İbn Useymin (Allah ona rahmet etsin) şöyle demiştir:
“Eksiksiz davet: Ezandır, çünkü ezan bir davet ve bir çağrıdır. Rasûlullah sallallahu aleyhi ve sellem bu daveti yani ezanı, Allah’ı yüceltmeyi ve O’nu birlemeyi, gönderilen risaleye ve hayra daveti… vasıflamıştır. Makam-ı Mahmud kıyamet gününde her türlü vaziyeti ve özellikle en yüce şefaatti kapsamaktadır.” Bkz. Şerhu’l Mumti (2/87-88)
Abdullah b. Amr radıyallahu anh’ın rivayet ettiği hadiste olduğu gibi;
“Bir adam ey Allah’ın Rasûlu!

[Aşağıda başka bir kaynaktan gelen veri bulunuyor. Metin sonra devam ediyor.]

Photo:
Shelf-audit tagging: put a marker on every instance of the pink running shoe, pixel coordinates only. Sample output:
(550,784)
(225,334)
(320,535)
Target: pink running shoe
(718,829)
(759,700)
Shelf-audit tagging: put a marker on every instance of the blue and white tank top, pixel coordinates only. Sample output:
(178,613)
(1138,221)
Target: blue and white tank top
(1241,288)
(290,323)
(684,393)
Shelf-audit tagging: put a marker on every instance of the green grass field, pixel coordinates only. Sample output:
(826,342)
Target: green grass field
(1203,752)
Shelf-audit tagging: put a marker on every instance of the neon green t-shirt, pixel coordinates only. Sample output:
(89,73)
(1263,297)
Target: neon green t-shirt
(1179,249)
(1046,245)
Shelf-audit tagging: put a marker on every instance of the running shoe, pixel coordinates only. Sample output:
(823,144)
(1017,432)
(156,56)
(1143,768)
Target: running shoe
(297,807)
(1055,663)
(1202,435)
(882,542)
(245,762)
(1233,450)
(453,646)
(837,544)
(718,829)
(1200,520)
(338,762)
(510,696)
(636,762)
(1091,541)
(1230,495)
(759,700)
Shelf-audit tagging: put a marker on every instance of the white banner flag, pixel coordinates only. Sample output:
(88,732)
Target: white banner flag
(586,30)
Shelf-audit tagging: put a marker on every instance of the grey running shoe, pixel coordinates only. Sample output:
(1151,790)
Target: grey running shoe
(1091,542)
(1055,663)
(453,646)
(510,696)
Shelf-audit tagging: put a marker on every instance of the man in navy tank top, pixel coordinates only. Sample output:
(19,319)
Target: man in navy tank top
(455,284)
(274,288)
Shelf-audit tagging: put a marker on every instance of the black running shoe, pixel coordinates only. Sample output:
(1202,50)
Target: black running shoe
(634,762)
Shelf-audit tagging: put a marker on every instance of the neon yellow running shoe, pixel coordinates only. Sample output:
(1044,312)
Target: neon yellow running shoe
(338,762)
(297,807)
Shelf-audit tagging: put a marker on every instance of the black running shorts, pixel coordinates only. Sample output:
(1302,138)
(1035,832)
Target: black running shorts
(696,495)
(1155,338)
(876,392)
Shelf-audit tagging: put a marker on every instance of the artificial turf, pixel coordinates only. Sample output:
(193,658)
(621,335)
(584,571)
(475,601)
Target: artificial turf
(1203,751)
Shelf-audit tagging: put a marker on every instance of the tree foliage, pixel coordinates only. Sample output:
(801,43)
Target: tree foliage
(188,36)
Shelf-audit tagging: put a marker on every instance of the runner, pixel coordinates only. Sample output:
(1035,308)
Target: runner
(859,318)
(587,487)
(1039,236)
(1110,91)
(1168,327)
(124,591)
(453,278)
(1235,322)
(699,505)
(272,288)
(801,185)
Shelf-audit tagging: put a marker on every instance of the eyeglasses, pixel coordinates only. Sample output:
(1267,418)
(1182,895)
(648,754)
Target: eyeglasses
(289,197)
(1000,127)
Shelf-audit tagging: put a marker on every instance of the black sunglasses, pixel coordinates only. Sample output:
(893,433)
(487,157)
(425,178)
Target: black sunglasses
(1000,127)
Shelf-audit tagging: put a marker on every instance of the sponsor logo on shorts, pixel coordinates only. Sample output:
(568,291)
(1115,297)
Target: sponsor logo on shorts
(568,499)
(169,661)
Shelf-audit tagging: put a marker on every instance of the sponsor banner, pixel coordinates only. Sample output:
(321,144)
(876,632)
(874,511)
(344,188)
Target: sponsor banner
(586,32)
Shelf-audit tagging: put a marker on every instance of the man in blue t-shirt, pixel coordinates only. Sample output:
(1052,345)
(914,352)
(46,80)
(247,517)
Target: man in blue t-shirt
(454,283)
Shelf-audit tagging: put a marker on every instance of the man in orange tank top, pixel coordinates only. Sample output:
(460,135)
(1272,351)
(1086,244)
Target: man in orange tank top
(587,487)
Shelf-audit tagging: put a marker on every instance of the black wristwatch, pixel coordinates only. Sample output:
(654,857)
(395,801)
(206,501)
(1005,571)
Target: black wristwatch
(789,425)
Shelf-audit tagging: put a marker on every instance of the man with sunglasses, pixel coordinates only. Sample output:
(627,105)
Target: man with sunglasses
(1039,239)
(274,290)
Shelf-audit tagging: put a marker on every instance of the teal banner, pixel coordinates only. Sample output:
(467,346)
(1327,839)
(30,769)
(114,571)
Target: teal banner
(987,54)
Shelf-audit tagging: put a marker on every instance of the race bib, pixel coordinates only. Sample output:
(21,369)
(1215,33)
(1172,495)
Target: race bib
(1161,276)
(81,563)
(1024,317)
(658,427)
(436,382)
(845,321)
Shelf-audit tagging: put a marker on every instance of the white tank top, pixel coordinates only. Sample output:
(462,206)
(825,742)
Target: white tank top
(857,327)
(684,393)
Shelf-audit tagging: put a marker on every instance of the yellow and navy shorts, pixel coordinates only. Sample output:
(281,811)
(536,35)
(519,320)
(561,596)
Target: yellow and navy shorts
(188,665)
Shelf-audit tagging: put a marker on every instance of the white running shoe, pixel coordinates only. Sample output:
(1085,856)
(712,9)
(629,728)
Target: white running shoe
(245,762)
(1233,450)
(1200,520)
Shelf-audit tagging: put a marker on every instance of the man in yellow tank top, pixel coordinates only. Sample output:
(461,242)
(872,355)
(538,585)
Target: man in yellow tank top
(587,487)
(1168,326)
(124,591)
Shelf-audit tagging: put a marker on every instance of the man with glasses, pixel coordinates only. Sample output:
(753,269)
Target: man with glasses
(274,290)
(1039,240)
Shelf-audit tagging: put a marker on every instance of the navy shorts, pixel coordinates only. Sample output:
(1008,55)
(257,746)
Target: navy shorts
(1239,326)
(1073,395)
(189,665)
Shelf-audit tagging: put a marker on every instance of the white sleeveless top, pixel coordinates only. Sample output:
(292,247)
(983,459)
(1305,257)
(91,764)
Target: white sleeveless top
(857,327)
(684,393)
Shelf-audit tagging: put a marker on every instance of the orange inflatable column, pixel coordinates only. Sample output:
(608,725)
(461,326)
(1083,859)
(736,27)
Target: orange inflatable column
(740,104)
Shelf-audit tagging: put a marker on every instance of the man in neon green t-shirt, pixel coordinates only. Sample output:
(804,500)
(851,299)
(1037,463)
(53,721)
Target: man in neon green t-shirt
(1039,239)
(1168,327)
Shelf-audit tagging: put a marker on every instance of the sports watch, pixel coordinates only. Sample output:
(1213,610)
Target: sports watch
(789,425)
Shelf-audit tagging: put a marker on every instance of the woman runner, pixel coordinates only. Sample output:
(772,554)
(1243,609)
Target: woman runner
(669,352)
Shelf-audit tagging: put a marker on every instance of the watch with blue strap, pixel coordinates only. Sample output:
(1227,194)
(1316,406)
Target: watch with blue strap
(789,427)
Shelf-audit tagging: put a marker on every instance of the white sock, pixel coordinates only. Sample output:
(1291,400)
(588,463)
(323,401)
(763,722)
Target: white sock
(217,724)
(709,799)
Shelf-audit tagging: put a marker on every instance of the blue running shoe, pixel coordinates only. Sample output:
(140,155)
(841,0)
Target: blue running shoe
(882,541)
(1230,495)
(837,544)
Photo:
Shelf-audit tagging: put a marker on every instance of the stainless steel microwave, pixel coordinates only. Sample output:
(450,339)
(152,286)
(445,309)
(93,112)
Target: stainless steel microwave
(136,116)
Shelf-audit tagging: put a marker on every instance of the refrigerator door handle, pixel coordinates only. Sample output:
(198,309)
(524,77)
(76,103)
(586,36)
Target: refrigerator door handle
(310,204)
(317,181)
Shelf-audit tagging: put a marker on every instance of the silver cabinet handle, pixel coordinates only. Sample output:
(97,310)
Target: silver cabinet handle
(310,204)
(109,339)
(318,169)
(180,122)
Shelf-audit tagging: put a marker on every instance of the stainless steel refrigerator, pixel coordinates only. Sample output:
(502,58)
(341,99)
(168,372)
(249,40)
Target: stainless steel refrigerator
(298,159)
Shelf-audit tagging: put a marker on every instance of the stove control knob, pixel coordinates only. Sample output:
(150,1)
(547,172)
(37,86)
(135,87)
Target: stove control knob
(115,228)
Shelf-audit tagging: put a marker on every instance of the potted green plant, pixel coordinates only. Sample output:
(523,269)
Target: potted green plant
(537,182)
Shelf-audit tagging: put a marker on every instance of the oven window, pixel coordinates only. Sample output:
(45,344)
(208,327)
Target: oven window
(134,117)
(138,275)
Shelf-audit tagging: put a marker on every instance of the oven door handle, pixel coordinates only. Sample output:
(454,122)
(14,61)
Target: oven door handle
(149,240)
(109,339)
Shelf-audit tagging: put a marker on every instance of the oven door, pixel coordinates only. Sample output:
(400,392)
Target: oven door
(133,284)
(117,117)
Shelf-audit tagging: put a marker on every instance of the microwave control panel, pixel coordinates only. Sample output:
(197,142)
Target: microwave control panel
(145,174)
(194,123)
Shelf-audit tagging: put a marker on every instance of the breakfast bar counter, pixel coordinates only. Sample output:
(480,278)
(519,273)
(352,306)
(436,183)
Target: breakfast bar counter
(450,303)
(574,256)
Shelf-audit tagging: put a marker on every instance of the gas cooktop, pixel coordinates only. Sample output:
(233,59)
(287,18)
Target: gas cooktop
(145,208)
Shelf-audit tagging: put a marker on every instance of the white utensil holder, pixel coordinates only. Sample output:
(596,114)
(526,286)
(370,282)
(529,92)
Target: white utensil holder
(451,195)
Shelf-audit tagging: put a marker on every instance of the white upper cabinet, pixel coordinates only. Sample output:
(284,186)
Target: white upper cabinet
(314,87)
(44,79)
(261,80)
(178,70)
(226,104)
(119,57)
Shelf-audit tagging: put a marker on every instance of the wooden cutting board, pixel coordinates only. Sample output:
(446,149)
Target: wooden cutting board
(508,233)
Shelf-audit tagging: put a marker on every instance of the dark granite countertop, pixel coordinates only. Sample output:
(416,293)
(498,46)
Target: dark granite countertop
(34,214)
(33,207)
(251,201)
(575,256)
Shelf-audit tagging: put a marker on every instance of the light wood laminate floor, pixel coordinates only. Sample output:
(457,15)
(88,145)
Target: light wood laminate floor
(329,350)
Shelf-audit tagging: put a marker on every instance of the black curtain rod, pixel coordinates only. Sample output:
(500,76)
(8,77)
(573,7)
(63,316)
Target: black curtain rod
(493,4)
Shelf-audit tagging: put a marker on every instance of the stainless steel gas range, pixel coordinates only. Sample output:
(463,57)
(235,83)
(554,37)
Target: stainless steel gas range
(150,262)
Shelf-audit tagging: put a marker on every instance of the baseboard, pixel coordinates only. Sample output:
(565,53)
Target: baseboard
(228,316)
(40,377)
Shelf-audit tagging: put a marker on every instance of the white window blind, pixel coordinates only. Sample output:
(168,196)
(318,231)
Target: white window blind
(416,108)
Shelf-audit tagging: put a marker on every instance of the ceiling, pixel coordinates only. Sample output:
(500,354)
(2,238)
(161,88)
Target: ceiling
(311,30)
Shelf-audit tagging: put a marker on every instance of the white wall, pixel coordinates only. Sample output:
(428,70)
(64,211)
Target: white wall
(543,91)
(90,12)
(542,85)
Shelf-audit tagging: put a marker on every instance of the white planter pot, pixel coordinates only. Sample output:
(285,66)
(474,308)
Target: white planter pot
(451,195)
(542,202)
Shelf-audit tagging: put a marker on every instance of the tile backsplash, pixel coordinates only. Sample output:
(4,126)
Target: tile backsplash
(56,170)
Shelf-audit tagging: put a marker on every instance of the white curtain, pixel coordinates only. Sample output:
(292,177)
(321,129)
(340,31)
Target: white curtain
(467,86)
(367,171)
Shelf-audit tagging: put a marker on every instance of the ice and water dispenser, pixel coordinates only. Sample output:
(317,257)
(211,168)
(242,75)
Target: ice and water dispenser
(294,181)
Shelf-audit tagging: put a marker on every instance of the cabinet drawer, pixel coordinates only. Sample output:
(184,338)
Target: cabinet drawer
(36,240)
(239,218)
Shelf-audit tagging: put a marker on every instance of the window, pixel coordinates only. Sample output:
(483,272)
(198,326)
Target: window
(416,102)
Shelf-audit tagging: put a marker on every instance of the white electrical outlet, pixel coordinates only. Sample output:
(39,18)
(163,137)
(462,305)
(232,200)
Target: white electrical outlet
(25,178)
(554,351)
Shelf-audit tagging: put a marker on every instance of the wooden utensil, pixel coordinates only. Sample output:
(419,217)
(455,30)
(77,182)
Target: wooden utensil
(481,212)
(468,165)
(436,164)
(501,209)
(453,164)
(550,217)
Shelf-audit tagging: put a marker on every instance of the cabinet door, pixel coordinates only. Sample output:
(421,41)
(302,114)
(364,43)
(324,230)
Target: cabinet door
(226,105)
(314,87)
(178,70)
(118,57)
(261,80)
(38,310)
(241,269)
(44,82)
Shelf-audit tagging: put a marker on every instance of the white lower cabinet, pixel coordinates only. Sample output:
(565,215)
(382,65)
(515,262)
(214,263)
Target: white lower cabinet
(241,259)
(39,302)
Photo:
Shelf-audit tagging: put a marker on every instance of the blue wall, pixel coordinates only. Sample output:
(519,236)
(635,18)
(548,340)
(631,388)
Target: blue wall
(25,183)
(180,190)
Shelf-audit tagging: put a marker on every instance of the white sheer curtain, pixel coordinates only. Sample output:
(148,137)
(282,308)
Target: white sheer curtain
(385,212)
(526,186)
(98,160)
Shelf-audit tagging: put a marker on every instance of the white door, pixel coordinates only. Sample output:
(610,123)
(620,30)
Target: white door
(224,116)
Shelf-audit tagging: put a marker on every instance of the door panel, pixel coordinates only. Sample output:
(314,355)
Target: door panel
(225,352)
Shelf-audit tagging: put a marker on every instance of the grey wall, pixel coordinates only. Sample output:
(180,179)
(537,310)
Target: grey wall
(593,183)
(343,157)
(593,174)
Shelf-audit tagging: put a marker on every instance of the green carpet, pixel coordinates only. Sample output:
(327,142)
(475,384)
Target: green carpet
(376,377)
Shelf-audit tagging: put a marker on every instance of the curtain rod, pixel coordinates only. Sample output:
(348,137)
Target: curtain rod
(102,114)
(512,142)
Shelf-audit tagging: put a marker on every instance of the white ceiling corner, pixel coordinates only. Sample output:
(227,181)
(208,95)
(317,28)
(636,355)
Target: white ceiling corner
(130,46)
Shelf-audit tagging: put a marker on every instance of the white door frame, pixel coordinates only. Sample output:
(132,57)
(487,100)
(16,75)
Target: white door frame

Müezzinler fazilette bizlerin önüne geçtiler, dedi. Bunun üzerine Rasûlullah sallallahu aleyhi ve sellem: Sen de onların dediği gibi de, bitirince de Allah’tan iste, istediğin sana verilir, buyurdu.”
Ebu Dâvud: 524, İbn Hacer (Netâicu’l Efkâr 1/367) da hadise hasendir demiş, El-Elbâni (Allah ona rahmet etsin) ise (Sahihu el-Kelimu’t Tayyib s:73)’te sahihtir, demiştir.
Enes radıyallahu anh’dan rivayet edilen hadiste Rasûlullah sallallahu aleyhi ve sellem şöyle buyurmuştur:
“Ezan ve kamet arasında yapılan dua reddedilmez.”
Nesâi (9895), İbn Huzeyme (1/221/425) sahihtir, demiştir.
Ezan okunduktan sonra mescidden çıkmak yasaklanmıştır.
Mescidde Ebû Hüreyre ile beraber oturuyorduk, derken müezzin ezanı okudu ve bir adam, mescidden kalkıp gitti. Ebû Hüreyre onu mescidden çıkıncaya kadar gözüyle takip etti. Arkasından
şu adam yok mu, muhakkak Ebû'l Kaasim sallallahü aleyhi ve sellem’e isyan etti." Dedi. Müslim (655)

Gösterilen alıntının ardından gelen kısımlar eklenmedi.